Shares of Reliance Industries dropped more than 4 per cent on Tuesday as investors grew increasingly uneasy about mounting competition in the retail space and lingering uncertainty over the company’s crude oil sourcing strategy. The decline marked the stock’s steepest single-day fall since June 2024.
Investor nervousness was driven by fresh signs of strain in the retail sector. Fast-fashion major Trent Ltd reported a 15 per cent year-on-year decline in average revenue per square foot during the December quarter, indicating a more challenging business environment. Adding to the pressure, Citigroup flagged that intensifying competition is eating into the market share of established players, a view that weighed on sentiment surrounding Reliance’s retail operations.

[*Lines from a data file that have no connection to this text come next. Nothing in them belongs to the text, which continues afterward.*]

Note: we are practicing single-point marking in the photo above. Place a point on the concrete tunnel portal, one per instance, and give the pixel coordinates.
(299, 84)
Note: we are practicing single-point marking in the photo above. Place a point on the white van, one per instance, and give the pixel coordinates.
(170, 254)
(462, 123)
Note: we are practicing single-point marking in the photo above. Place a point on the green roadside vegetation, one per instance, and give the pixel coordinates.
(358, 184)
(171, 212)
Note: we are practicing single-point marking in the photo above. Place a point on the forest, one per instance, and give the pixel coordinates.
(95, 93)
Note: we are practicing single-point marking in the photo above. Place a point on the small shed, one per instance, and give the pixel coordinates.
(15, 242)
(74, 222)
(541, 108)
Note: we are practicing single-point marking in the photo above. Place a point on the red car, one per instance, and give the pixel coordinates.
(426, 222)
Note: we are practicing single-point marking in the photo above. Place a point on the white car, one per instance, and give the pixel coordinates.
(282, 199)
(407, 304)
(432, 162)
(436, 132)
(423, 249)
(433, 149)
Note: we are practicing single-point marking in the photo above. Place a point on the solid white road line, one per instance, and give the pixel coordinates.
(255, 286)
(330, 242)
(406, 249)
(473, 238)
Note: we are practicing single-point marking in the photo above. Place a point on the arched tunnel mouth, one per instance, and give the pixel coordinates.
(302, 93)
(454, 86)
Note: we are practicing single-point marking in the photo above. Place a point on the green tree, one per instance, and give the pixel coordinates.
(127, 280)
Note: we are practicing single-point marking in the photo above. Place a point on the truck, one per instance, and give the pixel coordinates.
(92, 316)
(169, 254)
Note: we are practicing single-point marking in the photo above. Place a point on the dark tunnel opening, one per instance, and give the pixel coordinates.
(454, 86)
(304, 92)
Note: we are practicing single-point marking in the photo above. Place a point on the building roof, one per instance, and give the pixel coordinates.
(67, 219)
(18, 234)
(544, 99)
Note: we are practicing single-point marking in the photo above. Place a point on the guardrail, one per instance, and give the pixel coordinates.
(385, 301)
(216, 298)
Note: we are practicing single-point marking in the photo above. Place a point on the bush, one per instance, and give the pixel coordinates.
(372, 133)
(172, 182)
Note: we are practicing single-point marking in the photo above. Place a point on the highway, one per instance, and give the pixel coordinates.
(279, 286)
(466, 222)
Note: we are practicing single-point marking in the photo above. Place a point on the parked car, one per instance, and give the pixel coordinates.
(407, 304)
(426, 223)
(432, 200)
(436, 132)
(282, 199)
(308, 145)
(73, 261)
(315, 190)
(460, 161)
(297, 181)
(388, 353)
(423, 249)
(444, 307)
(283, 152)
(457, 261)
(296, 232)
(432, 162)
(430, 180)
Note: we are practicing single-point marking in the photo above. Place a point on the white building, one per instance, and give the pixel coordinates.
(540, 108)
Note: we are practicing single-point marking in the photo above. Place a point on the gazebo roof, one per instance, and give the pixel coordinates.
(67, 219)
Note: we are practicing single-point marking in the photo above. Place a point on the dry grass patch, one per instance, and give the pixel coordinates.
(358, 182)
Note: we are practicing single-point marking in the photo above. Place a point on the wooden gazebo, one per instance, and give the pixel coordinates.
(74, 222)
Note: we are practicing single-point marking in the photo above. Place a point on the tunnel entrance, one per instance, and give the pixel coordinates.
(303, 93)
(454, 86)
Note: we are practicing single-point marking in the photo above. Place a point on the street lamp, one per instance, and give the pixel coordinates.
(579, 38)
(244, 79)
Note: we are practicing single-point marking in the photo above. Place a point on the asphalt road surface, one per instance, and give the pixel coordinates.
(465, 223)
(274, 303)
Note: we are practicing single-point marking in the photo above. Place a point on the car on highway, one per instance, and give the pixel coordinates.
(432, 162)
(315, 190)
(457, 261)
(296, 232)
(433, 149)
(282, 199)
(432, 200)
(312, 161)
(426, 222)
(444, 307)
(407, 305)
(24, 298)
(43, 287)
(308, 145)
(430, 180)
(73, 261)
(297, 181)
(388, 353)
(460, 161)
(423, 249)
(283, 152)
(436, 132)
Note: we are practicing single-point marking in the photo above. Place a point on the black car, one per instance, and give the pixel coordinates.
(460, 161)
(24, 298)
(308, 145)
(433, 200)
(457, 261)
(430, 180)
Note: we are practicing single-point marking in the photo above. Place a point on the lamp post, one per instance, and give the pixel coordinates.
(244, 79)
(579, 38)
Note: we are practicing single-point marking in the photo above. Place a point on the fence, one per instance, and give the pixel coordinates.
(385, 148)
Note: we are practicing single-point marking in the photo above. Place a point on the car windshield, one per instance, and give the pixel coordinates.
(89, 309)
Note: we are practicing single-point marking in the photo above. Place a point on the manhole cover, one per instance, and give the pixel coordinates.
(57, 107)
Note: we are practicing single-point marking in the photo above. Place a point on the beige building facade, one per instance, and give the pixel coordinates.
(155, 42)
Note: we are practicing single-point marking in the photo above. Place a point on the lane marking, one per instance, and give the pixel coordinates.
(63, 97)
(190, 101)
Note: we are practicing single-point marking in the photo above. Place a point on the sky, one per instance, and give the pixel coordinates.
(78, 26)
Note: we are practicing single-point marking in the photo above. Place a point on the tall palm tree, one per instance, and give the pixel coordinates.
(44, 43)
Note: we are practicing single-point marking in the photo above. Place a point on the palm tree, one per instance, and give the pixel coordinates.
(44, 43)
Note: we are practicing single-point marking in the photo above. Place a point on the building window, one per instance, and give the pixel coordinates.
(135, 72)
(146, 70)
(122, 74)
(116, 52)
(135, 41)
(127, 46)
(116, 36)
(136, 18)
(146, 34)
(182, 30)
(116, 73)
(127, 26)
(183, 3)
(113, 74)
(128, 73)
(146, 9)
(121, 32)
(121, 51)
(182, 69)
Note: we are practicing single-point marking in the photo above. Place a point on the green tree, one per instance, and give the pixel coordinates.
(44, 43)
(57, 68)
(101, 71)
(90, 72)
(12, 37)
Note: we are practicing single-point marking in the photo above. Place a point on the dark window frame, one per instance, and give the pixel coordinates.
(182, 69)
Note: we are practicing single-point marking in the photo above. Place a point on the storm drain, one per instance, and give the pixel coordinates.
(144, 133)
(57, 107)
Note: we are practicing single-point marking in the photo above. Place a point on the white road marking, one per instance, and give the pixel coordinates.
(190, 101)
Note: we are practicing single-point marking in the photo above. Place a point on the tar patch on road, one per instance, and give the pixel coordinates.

Concerns were also amplified by developments on the energy front. Reliance, which runs the world’s largest single-location refining complex and was until recently India’s biggest buyer of Russian crude, said it has not received any Russian oil cargoes for nearly three weeks and does not expect any deliveries in January. The company had earlier announced a halt in Russian crude usage at its Jamnagar export refinery to comply with EU sanctions.
Despite near-term worries, Morgan Stanley remains optimistic, citing possible growth drivers in 2026 such as a Jio Platforms IPO, higher telecom tariffs and stronger refining margins. On Tuesday, Reliance shares closed around ₹1,507 on both exchanges after falling over 5 per cent intraday, while on Wednesday morning the stock edged up 0.36 per cent to ₹1,513.